At the majors and the Players Championship, 27,500 points will be awarded with 4,950 going to the winner. World Golf Championship events offer 26,250 points, with the winner banking 4,725. Opposite-field events (the Mayakoba Golf Classic opposite the WGC World Matchplay in February, The US Bank Championship opposite the British Open in July, and the Reno-Tahoe Open opposite the WGC Bridgestone Invitational in August) will offer 12,500 points, 2,250 going to the winner.
After the Wyndham Championship in Greensboro, N.C., August 13–16, the top 144 players on the points list make it through to the playoffs: the Barclays Classic at Westchester GC in New York, the Deutsche Bank Championship at the TPC of Boston, the BMW Championship (formerly the Cialis Western Open) at Cog Hill near Chicago, and the Tour Championship at East Lake in Atlanta.

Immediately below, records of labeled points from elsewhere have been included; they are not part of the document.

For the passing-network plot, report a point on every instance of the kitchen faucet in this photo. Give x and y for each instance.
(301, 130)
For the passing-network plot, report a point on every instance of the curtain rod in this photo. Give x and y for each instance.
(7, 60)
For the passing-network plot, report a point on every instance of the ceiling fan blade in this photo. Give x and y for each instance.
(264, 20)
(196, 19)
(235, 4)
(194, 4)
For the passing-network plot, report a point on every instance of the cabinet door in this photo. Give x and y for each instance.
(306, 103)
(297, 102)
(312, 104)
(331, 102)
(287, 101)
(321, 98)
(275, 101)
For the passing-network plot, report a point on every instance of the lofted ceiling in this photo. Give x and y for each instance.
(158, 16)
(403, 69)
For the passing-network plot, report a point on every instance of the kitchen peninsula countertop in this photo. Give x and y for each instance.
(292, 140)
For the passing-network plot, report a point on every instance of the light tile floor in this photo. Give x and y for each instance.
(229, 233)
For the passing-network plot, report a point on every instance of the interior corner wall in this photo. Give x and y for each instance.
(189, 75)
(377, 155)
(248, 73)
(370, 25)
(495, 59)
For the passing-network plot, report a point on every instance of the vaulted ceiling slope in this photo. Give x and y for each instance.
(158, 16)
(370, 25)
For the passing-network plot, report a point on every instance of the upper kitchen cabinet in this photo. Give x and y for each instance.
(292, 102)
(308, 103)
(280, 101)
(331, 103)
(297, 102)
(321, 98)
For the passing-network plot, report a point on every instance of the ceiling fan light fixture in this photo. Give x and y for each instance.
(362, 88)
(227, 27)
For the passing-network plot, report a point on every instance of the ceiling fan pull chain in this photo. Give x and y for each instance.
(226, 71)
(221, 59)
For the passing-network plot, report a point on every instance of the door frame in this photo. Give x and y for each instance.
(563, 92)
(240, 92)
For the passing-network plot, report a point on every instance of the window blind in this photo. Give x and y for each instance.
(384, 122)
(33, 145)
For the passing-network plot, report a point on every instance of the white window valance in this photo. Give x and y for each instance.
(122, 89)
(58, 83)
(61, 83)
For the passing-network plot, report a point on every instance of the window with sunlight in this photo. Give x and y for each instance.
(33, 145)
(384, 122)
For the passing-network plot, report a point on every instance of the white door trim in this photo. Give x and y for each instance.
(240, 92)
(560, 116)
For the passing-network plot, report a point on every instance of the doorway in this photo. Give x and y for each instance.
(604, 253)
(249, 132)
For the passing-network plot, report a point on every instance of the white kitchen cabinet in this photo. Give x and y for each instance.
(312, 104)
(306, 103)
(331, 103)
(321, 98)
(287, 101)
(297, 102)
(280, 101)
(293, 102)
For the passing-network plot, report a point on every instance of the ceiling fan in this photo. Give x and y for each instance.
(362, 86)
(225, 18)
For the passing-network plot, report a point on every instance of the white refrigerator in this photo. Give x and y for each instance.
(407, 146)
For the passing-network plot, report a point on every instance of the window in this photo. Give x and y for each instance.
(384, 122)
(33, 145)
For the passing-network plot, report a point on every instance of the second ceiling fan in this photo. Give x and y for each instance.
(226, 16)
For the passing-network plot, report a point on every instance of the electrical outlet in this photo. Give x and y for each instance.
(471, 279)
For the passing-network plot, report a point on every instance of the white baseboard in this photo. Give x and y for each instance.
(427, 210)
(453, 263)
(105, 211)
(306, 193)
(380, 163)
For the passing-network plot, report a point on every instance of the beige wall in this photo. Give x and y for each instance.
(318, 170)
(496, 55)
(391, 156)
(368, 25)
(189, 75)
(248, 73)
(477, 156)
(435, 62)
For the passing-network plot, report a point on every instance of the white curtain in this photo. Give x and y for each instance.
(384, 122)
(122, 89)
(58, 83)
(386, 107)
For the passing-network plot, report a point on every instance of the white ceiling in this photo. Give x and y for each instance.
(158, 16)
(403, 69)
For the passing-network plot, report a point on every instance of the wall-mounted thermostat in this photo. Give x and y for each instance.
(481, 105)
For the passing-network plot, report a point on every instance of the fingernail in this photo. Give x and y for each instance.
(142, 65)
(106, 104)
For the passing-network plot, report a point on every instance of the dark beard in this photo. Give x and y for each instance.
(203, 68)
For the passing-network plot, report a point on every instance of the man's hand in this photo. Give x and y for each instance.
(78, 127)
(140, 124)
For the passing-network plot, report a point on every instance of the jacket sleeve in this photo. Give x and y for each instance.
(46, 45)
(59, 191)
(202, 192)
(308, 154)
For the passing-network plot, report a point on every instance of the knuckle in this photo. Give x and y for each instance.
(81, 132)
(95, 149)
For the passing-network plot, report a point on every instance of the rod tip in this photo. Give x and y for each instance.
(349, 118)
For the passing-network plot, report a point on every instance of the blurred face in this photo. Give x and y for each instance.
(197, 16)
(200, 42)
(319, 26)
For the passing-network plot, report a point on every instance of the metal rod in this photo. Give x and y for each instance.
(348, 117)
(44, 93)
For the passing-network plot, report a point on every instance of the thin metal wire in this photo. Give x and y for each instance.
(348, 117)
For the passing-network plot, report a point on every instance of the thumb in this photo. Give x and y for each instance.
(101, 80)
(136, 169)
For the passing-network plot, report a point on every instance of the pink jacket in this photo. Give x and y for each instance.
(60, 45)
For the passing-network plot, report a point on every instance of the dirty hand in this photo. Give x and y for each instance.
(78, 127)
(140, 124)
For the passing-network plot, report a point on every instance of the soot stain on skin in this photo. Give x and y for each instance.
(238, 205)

Points will be reset before the playoffs — the player leading the standings will be allocated 100,000, the runner-up 99,000, and the man in 144th position gets 84,700. The small gaps between reset points should prevent a situation in which the regular season’s top points earner finds himself so far ahead of the pack that he needn’t play all the play-off tournaments. Indeed, it is highly likely he, and everyone else with designs on the trophy and that $10 million payout, will need to play in all four. Tournament fields will decrease in size from 144 players at the Barclays to 120 at the Deutsche Bank to 70 at the BMW Championship to 30 at the Tour Championship.
Fifty thousand points will be available at each playoff tournament with 9,000 going to the winner of the first three weeks and 10,300 at the Tour Championship. The player with the most points after the Tour Championship wins the first FedEx Cup and banks the largest bonus in the history of the sport.